According to Boswell, the company saw renewed interest in its Eclipse line with intros in its Thermaback, Thermaweave and Thermalayer versions. "We saw a lot of interest in juvenile," she added. Another trend to watch: its Fresco trend offerings, large damask looks with a weathered and worn appearance.
"Online is the largest growing part of our business," noted Barry Goodman, vp, Commonwealth Home Fashions. "We are continuing to add more products. One of the keys to doing well online is good photography."

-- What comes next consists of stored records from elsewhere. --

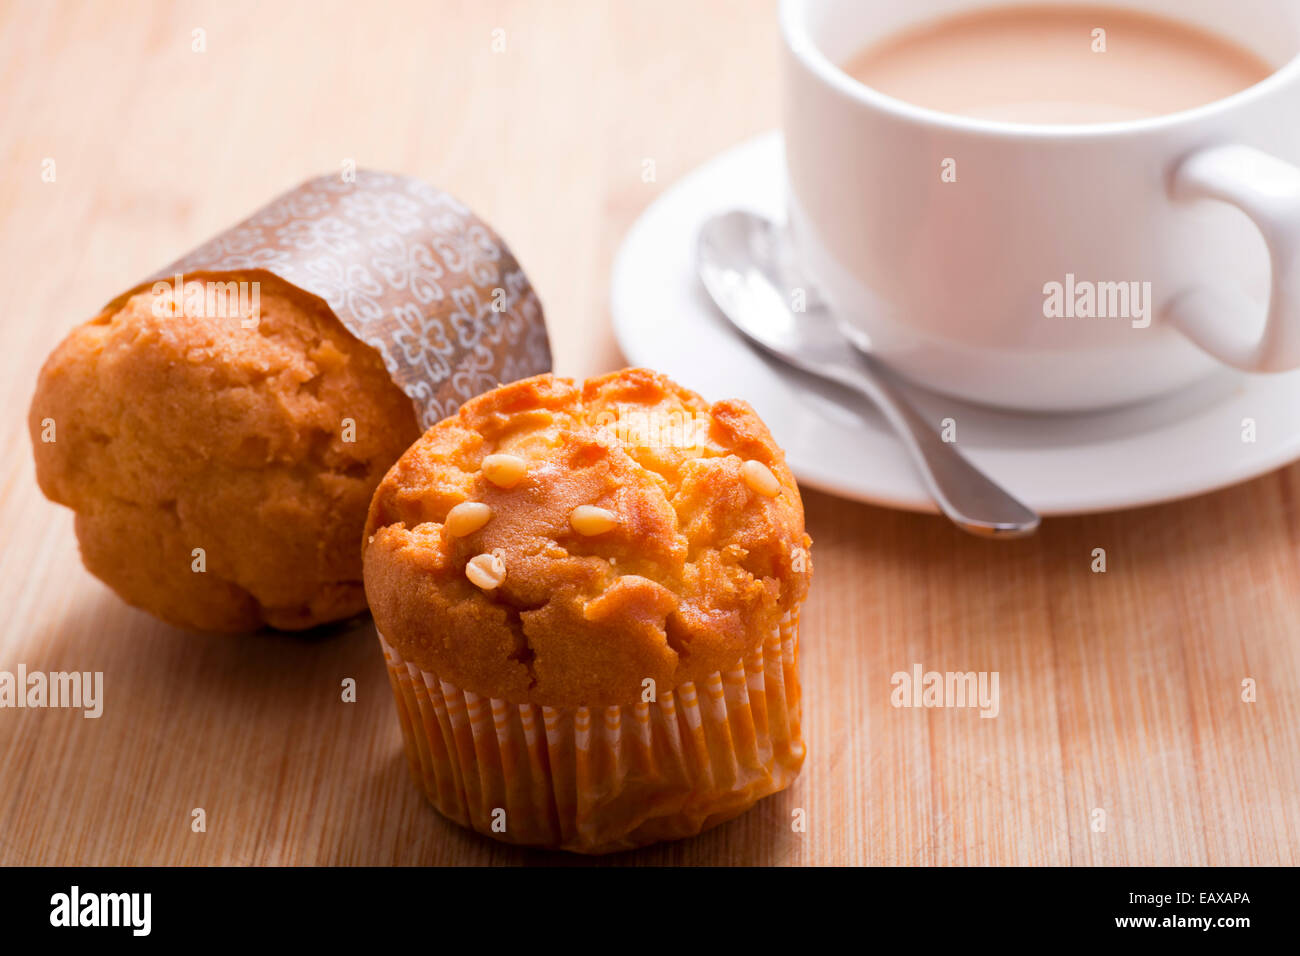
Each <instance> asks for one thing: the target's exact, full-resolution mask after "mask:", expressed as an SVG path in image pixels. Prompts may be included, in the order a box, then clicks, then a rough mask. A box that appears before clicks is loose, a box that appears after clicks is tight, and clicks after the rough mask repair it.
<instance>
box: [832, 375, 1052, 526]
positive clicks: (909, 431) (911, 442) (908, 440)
mask: <svg viewBox="0 0 1300 956" xmlns="http://www.w3.org/2000/svg"><path fill="white" fill-rule="evenodd" d="M858 359H859V362H857V363H854V365H853V367H852V369H846V373H844V375H839V376H836V377H837V378H841V382H842V384H844V385H848V386H849V388H852V389H854V390H855V392H858V393H859V394H862V395H863V397H866V398H868V399H871V402H872V403H874V405H875V406H876V407H878V408H880V411H881V412H883V414H884V416H885V418H887V419H888V420H889V424H892V425H893V428H894V431H896V432H897V433H898V436H900V438H902V442H904V445H905V446H906V449H907V451H909V454H910V455H911V458H913V462H914V463H915V464H917V468H918V470H919V471H920V475H922V479H923V480H924V483H926V486H927V488H928V489H930V493H931V494H932V496H933V498H935V502H936V503H937V505H939V507H940V510H941V511H943V512H944V514H945V515H948V518H949V519H952V522H953V523H954V524H956V525H957V527H959V528H961V529H962V531H969V532H970V533H972V535H979V536H980V537H998V538H1009V537H1023V536H1026V535H1032V533H1034V532H1035V531H1036V529H1037V527H1039V516H1037V514H1035V512H1034V511H1031V510H1030V509H1028V507H1026V506H1024V505H1022V503H1021V502H1019V501H1017V499H1015V498H1014V497H1013V496H1011V493H1010V492H1008V490H1006V489H1005V488H1002V486H1001V485H998V484H996V483H995V481H992V480H991V479H989V477H988V476H987V475H984V473H983V472H982V471H979V470H978V468H976V467H975V466H972V464H971V463H970V462H967V460H966V458H965V457H963V455H962V453H961V451H958V450H957V446H956V445H954V444H953V442H946V441H944V440H943V438H941V437H940V436H939V432H937V431H935V425H932V424H931V423H930V421H927V420H926V419H924V418H923V416H922V415H920V412H918V411H917V408H915V406H914V405H913V403H911V402H910V401H909V399H907V397H906V394H905V393H904V390H902V388H901V385H900V384H898V381H897V380H896V378H894V376H893V373H892V372H889V371H888V369H885V368H884V367H881V365H880V363H879V362H876V360H875V359H874V358H872V356H870V355H866V354H859V355H858Z"/></svg>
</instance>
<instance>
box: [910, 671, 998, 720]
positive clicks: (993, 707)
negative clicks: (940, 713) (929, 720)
mask: <svg viewBox="0 0 1300 956" xmlns="http://www.w3.org/2000/svg"><path fill="white" fill-rule="evenodd" d="M889 685H891V687H893V691H892V692H891V693H889V702H891V704H892V705H893V706H896V708H979V715H980V717H997V713H998V710H1000V709H1001V697H1000V696H998V672H997V671H927V670H924V669H923V667H922V666H920V665H919V663H914V665H913V666H911V670H910V671H894V674H893V676H891V678H889Z"/></svg>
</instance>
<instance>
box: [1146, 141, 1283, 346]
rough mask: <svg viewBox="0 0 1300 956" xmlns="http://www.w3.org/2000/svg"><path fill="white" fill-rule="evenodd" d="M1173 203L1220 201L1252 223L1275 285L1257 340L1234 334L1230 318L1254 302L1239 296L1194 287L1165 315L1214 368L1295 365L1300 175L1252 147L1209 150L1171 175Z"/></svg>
mask: <svg viewBox="0 0 1300 956" xmlns="http://www.w3.org/2000/svg"><path fill="white" fill-rule="evenodd" d="M1170 193H1171V195H1173V198H1174V199H1178V200H1190V199H1218V200H1221V202H1225V203H1231V204H1232V206H1235V207H1236V208H1239V209H1240V211H1242V212H1244V213H1245V215H1247V216H1249V217H1251V220H1252V221H1253V222H1255V225H1256V228H1257V229H1258V230H1260V232H1261V233H1262V234H1264V239H1265V242H1266V243H1268V246H1269V260H1270V263H1271V268H1273V281H1271V289H1270V293H1269V304H1268V319H1266V321H1265V325H1264V333H1262V334H1261V336H1260V337H1258V339H1256V341H1244V337H1243V336H1242V334H1240V333H1238V334H1234V326H1232V323H1231V319H1232V316H1235V315H1242V310H1243V308H1249V310H1253V308H1256V304H1255V303H1253V300H1252V299H1249V297H1247V295H1245V294H1244V293H1243V291H1240V290H1230V289H1226V287H1222V286H1213V285H1199V286H1195V287H1192V289H1190V290H1187V291H1184V293H1180V294H1179V295H1178V297H1175V298H1174V300H1173V302H1171V303H1170V304H1169V308H1167V312H1166V317H1167V319H1169V320H1170V321H1171V323H1173V324H1174V326H1175V328H1177V329H1179V330H1180V332H1182V333H1183V334H1184V336H1187V337H1188V338H1190V339H1191V341H1192V342H1195V343H1196V345H1197V346H1200V347H1201V349H1203V350H1205V351H1206V352H1209V354H1210V355H1213V356H1214V358H1216V359H1218V360H1219V362H1222V363H1225V364H1229V365H1232V367H1235V368H1240V369H1243V371H1247V372H1284V371H1288V369H1292V368H1296V367H1300V169H1296V166H1294V165H1291V164H1290V163H1284V161H1282V160H1279V159H1277V157H1275V156H1270V155H1269V153H1266V152H1261V151H1260V150H1256V148H1255V147H1251V146H1214V147H1209V148H1206V150H1201V151H1200V152H1195V153H1192V155H1191V156H1188V157H1187V159H1186V160H1183V163H1182V164H1180V165H1179V166H1178V169H1177V170H1175V172H1174V177H1173V183H1171V189H1170Z"/></svg>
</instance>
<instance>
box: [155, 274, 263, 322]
mask: <svg viewBox="0 0 1300 956" xmlns="http://www.w3.org/2000/svg"><path fill="white" fill-rule="evenodd" d="M152 293H153V315H155V317H157V319H169V317H172V316H177V315H186V316H188V317H191V319H239V325H240V326H242V328H244V329H255V328H257V323H260V321H261V282H257V281H252V282H246V281H243V280H239V281H235V280H231V281H229V282H221V281H218V280H205V281H203V282H200V281H199V280H190V281H188V282H186V281H185V276H183V274H182V273H179V272H178V273H177V274H175V276H173V277H172V281H170V282H168V281H165V280H159V281H157V282H155V284H153V289H152Z"/></svg>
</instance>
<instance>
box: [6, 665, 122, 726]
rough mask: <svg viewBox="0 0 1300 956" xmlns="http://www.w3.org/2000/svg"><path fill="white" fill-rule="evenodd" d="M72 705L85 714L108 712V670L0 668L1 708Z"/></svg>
mask: <svg viewBox="0 0 1300 956" xmlns="http://www.w3.org/2000/svg"><path fill="white" fill-rule="evenodd" d="M4 708H68V709H72V710H81V711H82V717H90V718H95V717H100V715H101V714H103V713H104V671H48V672H45V671H31V672H30V674H29V672H27V665H25V663H19V665H18V670H17V671H4V670H0V709H4Z"/></svg>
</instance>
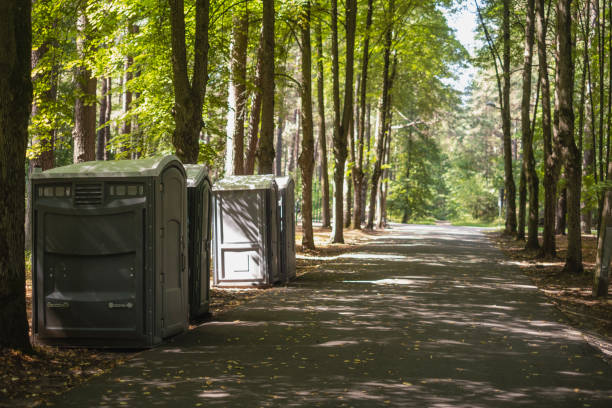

According to Goodman, business has been good the first two months of the year, outpacing last year's results and "bookings for fall are promising," he said. Commonwealth further expanded its Thermologic program with new technology tweaks and new solid colors and print styles. Goodman noted that insulated, energy-saving and blackout styles continue to sell well. "They offer the biggest bang for your buck, and everyone wants to save a buck," he said.
Speaking of bang for the buck, suppliers still want to make an impression where it counts - the retail floor. Despite promising same store sales comps just announced, it doesn't hide a still fragile economy in the home department.
"Store traffic is down and everyone is asking, ‘what can we do? How do we get them in the store?'" noted Scott Goldstein, president, S. Lichtenberg & Co., "We're focusing our energy into fashion. The market is excited to see newness." Also new, the company showcased its Zero Sun energy efficiency line.
One retail trend that C & F Enterprises has noted is the regionalization of business. "There is an emphasis on regional offerings, we're seeing a lot of that," said Nelson Chow, vp, sales. "For instance, we're known for our coastal looks and those are obviously more popular in coastal and resort areas." C & F's window business is primarily as coordinating panels with its bedding offerings.
While the suppliers HTT spoke to were riding the adrenaline high from market week, there was an undercurrent of potentially sticky issues. Cotton prices have crept up again, and perhaps more impactful for window makers, so have prices for petroleum-based products and yarns. There is also the looming question of JCP, long a leader in the window coverings business. For now, window makers are anticipating a fashionable and positive spring.